In the network that we implemented in the assignment, data augmentation is achieved by two layers - random flip and rotation. I understand how that means that each image is flipped and rotated before being passed to the following layers. However, I do not see how we actually get more images. That is, I see that the images are transformed, but do not see how they are augmented.
The dataset is augmented in the sense that there are more images, right? The rotated and flipped images are different. They were not in the original dataset.
My question is, where does the code say that the new images are augmented rather than replacing the original images?
That is a great question indeed.
I think it is important to note that the new images are generated during the training phase are fed into the NN as well as the original image.
If not please feel free to ask more!
Where do I see this in the code? All I see is that some transformations are applied to an image. In particular, I don’t see a copy of the original image being made before the transformation is applied… Neither do I see that more than one augmented image is generated from any given original image.
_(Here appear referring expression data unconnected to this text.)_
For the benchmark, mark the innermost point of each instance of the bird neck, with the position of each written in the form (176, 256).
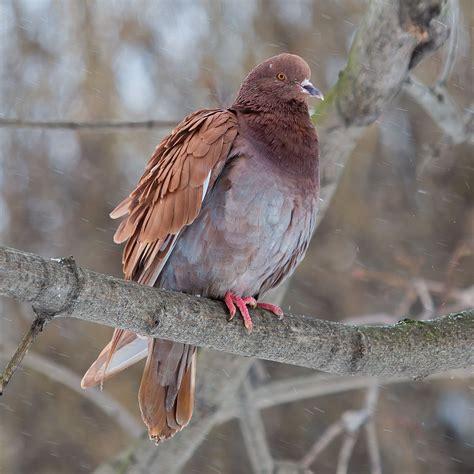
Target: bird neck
(283, 133)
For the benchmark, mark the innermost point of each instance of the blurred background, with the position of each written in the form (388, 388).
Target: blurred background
(397, 240)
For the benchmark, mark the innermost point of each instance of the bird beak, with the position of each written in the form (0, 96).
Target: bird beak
(308, 88)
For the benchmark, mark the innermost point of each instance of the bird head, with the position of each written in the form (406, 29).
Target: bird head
(282, 78)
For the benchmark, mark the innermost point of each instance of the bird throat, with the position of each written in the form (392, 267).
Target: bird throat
(283, 135)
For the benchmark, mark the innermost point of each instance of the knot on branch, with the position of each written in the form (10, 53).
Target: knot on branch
(75, 287)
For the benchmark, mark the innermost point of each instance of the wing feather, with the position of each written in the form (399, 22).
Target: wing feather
(169, 195)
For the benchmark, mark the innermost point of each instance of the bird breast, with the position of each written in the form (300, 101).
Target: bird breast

The following is an excellent tutorial on data augmentation layers in TensorFlow:
Note the process of preparing the dataset. If the intention is training, preparation will include data augmentation layers, and will enriched the dataset with augmented samples. For testing, dataset is not augmented. By this approach you should have a clear distinction between datasets that include or do not include additional (fake, i.e. augmented) samples
The layers included in the model through data_augmenter() are RandomFlip and RandomRotation. The ‘Random’ indicates that each pass through the network will create randomly augmented images used to train the model. So, there will (randomly) be different images with each pass through the network. No copies are made of the original images; something akin to the original images may result from the RandomFlip and RandomRotation.
Note also that the documentation states “During inference time, the output will be identical to input.” So during inference, there will be no flip or rotation (with the default training=False).
Did you mean to write that the images will be different with each pass through the Training Set rather than through the network? So, if we perform 10 epochs of training, then we will train on 10 random variations of each image?
Each time the training set passes through the network, each of the pictures in the training set will be augmented randomly. This implies that every epoch trains on (randomly) slightly different images and no new images are added to the training set. See, e.g., this discussion.